Обед длился долго и состоял из четырех блюд, которые подавали два лакея. У Толстого было собственное вегетарианское меню: блюдо из овощей и простой овощной суп. Ланглет наблюдал за сидевшей напротив него Софьей Андреевной. Высокий лоб, большие карие глаза, быстрый взгляд и ловкие движения свидетельствовали об «интеллектуальной силе», которую уравновешивали «красивые руки и небольшая приятная полнота». Софья Андреевна одновременно говорила на нескольких языках: по-русски с восемнадцатилетним сыном Михаилом и его домашним учителем, по-французски с Ланглетом, четырнадцатилетней дочерью Александрой и ее швейцарской гувернанткой и по-английски с еще одной гувернанткой. Толстой, разговаривавший с Ланглетом по-немецки, не удержался от комментария по поводу лингвистического хаоса: «Если бы мы, подобно нашему гостю, слегка потрудились и выучили эсперанто, всем было бы намного удобнее»331
.Далее Толстой и Ланглет остались за столом одни. Толстой быстро встал и вместе со шведом принялся шагать по улице между главным зданием и флигелем. С непокрытой головой, заложив руки за пояс, он почти два часа говорил об искусстве и книге, которую скоро закончит. Все видят красоту как конечную цель искусства, рассуждал Толстой, но никто не может сказать, что такое «красота». Искусство видится как нечто самодостаточное, в его эстетической системе нет места для морали. Сам Толстой придерживался иного мнения: «…они все лгут, они лгут, я вам говорю, осознанно или неосознанно, и я хочу доказать им, что они лгут. Я хочу показать им все пустое и непрочное в их теориях, которые рушатся, как гнилые балки, от одного меткого и сильного удара»332
.Но только ли доказательства ошибок в чужих взглядах интересуют Толстого, поинтересовался Ланглет. Разве у него нет и некоего позитивного намерения? «Я не собираюсь строить систему. У нас их уже слишком много, – ответил Толстой. – Я хочу лишь, чтобы искусство укрепилось в своем праве быть общедоступным и понятным для всех. Самое важное, чтобы народ им интересовался и понимал его. Нет пользы от художников, которые рисуют только для себя и кучки ценителей. Все настоящее, подлинное искусство понятно большой публике – я не боюсь сказать, что произведение искусства тем прекраснее, чем большее число людей им интересуется и его понимает. Или вернее: так должно быть, если вкус здоровый, естественный и не испорченный глупостями художников»333
.Великими живописцами Толстой считал Репина и Николая Ге, оба были его друзьями. Он убедился в этом, гуляя по Третьяковской галерее в обществе крестьян с неиспорченным вкусом и наблюдая за их реакцией. Среди писателей выделял Диккенса, Гюго и Достоевского, которых принимали и ценили представители всех общественных классов во всех странах. Но… есть и такие писатели, как «ваш Ибсен»! Его Толстой не понимает. А Ланглет понимает? Он ведь все же почти соотечественник норвежскому драматургу.

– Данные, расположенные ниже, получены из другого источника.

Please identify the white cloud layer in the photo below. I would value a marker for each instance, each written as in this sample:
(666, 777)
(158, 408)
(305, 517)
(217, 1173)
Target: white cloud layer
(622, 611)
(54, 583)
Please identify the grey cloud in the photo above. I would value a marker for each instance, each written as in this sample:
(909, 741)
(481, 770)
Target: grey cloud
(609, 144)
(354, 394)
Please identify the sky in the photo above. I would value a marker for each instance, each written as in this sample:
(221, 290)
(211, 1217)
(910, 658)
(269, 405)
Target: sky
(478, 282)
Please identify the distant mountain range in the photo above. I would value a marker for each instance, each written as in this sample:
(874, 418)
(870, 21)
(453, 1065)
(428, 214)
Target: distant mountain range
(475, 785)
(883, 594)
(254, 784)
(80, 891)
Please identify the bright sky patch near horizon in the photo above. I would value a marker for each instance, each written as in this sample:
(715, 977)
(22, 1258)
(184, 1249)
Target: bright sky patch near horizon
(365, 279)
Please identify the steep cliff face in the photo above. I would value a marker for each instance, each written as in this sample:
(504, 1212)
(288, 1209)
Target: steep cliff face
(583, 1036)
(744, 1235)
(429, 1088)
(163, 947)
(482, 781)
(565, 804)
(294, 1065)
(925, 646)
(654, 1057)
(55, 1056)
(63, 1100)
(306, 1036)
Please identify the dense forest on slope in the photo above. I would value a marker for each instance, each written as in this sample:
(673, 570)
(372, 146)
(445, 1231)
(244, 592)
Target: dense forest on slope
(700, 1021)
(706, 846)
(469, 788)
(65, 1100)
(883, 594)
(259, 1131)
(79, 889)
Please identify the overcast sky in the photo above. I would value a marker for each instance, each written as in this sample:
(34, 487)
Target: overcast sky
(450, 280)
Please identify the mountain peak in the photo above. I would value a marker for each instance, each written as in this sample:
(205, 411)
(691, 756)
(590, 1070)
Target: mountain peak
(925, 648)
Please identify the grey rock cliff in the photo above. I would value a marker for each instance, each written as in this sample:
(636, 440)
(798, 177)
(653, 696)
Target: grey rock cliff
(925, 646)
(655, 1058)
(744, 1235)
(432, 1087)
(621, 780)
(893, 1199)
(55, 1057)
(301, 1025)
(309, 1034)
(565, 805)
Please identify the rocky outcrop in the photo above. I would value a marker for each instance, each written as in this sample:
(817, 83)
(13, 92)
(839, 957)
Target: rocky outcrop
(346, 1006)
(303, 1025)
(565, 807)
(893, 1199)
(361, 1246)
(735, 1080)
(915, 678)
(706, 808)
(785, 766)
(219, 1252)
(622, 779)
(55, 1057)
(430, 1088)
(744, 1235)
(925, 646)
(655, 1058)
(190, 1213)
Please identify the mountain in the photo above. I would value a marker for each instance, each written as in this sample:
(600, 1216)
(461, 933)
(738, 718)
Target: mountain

Ланглет ответил, процитировав Ибсена: «Прежде я думал, что никто, кроме Господа Бога и меня самого, не понимает мои произведения, но прочитав критику на свои пьесы, пришел к выводу, что их понимает один Господь Бог». Толстой улыбнулся: «Возможно, он прав – впрочем, я считаю, что тут даже Божьей мудрости мало. Ибсен всегда представлялся мне неестественным, и мне кажется, что он намеренно напускает на себя таинственности. Его туманность до определенной степени простительна, учитывая, что он скандинав; ибо туманность – не обижайтесь – по-видимому, врожденное свойство вашего народа»334
.Когда пришло время возвратиться к работе, Толстой предложил Ланглету русскую книгу во французском переводе «Le travail» («Трудолюбие и тунеядство, или Торжество земледельца», 1890): «Это одна из лучших известных мне книг; ее написал крестьянин, мой друг – его зовут Тимофей Бондарев, – книга издана с моим предисловием. Советую вам ее прочесть и, если это еще не сделано, перевести на шведский»335
. Растянувшись на земле под платаном, Ланглет читал оду физическому труду и сельскому хозяйству. Отправной точкой для Бондарева стало буквальное толкование слов, с которыми человека изгнали из рая («В поте лица твоего будешь есть хлеб»), и он полагал, что именно это должно лежать в основе любой человеческой деятельности.